Bencana-bencana ini bukan kutukan Tuhan, tetapi lebih merupakan bagian dari ”ayat-ayat kauniyah”—pertanda alam, yang menuntut semua pihak belajar lebih serius lagi untuk memahami dan menyiapkan diri menghadapinya. Kegagalan memahami fenomena alam dan sunatullah hanya menghasilkan kegagapan dan ketidaksiapan yang dapat menjerumuskan ke dalam bencana dan tragedi kemanusiaan lebih parah.

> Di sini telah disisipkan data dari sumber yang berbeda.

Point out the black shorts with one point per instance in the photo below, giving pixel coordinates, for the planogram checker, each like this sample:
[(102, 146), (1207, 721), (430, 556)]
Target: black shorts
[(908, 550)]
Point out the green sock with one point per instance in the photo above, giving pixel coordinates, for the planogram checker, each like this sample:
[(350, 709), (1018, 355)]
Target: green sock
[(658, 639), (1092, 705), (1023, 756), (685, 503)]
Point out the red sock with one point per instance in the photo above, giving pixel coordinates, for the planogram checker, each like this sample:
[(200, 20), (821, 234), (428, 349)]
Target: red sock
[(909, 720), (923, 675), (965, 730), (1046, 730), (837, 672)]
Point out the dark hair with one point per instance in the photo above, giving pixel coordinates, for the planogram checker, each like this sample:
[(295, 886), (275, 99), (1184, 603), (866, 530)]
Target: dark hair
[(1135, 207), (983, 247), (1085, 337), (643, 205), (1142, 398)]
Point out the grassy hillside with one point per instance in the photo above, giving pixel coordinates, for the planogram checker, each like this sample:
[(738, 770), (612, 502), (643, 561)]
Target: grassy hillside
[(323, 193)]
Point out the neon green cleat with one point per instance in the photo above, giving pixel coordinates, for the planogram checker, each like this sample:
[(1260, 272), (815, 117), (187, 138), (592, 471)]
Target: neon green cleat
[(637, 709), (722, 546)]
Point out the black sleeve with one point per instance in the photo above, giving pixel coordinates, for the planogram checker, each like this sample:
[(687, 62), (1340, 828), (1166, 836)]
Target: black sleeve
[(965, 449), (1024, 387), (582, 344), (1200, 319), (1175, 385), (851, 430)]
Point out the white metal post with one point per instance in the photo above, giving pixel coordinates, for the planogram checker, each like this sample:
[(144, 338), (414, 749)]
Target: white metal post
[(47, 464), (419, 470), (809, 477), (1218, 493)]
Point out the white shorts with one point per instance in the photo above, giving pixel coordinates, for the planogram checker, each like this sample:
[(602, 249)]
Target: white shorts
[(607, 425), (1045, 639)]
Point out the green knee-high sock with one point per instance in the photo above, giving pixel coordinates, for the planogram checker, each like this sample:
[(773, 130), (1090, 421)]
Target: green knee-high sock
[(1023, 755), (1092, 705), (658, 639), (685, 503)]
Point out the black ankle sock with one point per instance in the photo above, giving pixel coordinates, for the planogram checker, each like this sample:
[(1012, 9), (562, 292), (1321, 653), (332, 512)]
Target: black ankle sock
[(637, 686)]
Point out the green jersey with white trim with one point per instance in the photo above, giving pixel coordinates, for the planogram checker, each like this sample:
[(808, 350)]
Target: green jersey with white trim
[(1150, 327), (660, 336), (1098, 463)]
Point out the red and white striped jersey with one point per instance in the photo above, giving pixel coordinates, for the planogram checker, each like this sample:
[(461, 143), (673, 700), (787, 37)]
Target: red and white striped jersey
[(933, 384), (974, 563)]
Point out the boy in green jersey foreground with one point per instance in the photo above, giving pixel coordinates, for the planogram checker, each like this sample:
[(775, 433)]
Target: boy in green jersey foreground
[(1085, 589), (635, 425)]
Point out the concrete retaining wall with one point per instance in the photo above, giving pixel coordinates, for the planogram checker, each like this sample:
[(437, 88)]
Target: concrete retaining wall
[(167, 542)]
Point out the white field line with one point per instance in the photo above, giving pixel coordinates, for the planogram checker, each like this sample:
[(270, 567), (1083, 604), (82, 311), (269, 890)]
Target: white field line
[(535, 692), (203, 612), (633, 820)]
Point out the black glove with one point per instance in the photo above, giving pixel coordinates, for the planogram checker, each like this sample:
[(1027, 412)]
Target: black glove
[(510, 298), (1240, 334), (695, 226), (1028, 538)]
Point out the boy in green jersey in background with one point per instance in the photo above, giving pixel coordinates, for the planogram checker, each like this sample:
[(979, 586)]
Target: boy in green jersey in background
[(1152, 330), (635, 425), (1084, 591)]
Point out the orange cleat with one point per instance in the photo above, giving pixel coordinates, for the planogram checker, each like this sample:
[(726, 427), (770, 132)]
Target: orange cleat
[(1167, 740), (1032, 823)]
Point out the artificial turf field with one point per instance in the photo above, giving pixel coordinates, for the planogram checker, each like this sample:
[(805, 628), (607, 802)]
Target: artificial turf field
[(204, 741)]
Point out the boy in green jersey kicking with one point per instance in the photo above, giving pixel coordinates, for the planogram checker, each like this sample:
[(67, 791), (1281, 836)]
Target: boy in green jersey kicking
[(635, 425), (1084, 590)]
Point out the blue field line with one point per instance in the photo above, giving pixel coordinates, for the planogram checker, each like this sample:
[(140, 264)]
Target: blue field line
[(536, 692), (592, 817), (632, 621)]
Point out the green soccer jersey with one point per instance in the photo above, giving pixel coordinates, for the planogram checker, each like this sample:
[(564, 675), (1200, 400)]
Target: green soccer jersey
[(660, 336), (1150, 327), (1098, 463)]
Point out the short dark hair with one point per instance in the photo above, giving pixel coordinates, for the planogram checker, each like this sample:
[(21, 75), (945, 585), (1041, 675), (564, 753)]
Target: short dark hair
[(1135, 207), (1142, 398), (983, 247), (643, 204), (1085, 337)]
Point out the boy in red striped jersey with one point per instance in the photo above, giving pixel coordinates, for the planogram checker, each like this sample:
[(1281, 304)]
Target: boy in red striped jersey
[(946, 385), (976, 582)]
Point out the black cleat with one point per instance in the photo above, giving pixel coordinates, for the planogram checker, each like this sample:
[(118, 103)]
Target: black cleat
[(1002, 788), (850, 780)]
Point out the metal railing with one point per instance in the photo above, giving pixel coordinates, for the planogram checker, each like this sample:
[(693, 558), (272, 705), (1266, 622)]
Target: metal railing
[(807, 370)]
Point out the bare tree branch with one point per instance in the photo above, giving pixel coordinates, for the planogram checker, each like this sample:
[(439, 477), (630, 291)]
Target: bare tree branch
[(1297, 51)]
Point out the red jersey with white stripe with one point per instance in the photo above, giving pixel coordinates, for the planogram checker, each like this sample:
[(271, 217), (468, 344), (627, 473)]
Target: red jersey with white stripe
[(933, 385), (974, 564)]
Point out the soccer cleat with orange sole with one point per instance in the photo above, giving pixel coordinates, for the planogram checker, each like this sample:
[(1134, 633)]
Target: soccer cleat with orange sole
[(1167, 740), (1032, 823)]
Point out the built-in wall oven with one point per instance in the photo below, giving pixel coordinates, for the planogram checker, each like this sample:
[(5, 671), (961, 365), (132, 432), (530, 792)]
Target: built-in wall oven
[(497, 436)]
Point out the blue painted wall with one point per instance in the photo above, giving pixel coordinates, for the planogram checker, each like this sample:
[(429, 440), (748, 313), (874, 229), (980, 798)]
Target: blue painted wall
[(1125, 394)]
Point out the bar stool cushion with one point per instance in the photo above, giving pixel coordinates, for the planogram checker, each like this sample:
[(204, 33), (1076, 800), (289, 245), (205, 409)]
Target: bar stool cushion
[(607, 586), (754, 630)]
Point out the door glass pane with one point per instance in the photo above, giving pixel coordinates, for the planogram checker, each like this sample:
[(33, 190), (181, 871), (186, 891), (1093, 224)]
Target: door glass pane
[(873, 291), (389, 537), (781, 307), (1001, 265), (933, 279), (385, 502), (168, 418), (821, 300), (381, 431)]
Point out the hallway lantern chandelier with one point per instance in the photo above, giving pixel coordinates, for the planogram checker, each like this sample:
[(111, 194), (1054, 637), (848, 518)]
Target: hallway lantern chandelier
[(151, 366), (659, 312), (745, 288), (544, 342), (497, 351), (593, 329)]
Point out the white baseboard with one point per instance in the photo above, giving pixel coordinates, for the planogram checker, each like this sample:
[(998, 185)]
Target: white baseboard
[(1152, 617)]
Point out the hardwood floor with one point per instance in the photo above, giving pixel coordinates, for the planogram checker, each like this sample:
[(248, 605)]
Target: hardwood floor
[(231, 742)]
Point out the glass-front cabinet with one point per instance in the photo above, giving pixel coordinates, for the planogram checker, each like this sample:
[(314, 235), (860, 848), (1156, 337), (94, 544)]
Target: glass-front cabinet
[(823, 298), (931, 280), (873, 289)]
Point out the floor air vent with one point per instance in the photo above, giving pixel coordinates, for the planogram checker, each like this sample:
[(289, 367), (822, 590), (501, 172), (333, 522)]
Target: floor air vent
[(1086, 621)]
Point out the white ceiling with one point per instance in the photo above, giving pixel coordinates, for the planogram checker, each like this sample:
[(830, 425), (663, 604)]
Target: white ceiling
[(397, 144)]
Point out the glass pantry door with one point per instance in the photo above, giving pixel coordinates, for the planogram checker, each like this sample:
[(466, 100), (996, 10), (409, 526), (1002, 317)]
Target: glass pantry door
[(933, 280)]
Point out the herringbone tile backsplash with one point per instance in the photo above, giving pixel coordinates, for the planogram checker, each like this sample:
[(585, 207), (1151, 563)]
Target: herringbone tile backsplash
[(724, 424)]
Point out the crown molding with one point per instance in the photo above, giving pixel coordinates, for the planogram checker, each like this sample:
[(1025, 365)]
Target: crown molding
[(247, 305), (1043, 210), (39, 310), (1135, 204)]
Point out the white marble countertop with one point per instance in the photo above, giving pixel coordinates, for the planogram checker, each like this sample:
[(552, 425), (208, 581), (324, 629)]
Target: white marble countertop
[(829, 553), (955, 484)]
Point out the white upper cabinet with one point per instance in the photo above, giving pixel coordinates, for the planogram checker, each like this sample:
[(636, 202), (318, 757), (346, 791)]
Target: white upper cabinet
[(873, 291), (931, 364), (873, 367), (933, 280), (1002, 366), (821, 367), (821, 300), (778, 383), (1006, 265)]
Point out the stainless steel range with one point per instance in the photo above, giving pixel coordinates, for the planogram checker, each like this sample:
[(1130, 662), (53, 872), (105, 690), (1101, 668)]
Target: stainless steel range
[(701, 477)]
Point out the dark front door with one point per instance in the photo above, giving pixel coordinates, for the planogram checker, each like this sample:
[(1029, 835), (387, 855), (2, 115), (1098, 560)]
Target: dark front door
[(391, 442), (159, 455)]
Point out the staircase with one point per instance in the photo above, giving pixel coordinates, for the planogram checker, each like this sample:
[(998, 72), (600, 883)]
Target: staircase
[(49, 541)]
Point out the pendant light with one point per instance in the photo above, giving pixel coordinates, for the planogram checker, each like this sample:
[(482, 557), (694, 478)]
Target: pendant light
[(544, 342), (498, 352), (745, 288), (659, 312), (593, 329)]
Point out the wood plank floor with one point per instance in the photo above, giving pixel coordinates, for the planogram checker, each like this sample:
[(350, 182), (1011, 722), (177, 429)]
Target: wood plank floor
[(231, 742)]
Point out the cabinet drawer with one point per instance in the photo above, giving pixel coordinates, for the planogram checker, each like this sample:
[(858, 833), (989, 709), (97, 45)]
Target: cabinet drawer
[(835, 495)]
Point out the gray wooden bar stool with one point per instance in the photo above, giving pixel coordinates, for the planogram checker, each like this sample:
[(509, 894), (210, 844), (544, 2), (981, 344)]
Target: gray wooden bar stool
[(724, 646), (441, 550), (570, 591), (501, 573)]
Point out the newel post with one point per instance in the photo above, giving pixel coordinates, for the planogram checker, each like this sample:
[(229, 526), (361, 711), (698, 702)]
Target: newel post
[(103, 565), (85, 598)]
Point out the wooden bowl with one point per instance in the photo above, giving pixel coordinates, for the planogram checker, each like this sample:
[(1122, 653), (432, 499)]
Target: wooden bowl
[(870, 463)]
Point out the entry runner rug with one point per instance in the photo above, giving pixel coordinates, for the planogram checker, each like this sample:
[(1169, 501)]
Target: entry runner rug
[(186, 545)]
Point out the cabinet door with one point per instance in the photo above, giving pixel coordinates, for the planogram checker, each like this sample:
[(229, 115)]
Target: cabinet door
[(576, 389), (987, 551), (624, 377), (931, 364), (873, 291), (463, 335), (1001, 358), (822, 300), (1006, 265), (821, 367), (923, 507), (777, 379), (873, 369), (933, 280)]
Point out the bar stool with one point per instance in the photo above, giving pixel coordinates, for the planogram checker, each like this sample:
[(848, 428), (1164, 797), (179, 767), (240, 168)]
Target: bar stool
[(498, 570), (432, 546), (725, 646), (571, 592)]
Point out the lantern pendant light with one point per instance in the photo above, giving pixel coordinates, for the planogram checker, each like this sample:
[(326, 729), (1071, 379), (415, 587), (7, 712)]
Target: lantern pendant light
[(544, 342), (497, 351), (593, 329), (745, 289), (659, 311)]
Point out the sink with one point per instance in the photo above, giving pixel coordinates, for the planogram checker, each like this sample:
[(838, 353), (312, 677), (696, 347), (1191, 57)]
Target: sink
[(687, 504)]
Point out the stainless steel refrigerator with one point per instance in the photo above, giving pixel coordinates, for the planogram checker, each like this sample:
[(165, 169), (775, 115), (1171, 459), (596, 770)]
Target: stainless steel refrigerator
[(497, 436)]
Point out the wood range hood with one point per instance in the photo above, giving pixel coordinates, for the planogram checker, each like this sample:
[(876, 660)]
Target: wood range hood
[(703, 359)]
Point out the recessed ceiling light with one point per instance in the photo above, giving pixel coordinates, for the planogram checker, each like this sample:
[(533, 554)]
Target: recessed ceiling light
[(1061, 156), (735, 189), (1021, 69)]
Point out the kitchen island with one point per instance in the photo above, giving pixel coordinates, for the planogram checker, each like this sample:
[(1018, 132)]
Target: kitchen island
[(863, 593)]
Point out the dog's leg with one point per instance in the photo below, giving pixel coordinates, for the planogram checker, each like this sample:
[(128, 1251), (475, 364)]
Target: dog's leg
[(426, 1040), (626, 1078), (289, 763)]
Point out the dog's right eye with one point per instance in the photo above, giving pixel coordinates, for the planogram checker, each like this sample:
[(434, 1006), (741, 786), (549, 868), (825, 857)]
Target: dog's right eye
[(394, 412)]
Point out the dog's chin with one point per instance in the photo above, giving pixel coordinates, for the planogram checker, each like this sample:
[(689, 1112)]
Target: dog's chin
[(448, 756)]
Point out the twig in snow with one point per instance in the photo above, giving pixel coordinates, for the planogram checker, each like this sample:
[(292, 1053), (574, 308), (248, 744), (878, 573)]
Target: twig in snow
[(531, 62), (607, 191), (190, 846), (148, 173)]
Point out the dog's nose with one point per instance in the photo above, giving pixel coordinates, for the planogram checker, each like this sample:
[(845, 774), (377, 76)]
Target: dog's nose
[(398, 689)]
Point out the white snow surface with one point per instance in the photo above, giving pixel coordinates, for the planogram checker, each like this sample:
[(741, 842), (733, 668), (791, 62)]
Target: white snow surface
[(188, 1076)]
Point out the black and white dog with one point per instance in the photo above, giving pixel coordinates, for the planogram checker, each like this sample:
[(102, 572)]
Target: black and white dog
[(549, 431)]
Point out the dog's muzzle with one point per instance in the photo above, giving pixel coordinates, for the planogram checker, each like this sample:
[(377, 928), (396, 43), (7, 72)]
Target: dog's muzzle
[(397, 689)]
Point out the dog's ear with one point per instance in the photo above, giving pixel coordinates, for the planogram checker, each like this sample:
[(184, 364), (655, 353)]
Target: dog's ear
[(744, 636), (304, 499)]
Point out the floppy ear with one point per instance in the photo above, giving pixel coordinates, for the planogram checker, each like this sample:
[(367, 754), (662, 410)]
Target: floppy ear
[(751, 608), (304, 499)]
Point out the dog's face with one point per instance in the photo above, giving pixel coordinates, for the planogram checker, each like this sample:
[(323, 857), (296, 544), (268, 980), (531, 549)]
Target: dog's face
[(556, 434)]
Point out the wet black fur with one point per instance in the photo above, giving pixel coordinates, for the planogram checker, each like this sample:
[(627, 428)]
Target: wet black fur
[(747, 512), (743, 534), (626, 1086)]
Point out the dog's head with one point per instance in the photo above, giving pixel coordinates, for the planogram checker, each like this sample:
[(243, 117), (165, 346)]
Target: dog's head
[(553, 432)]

Jelas, peneguhan semangat dan nilai berkorban menghadapi banyak tantangan. Di tengah gelombang kehidupan materialistik dan hedonistik terlihat adanya kemerosotan sensitivitas dan solidaritas sosial di kalangan bangsa; dan ironisnya hal itu terjadi di lingkungan pemimpin.
Namun, pada pihak lain, terdapat kalangan masyarakat yang dengan segala kesederhanaan dan keterbatasan dalam kehidupan sehari-hari justru memberikan ”kurban” yang mereka salurkan lewat berbagai organisasi, lembaga, dan kelompok ”peduli bencana”.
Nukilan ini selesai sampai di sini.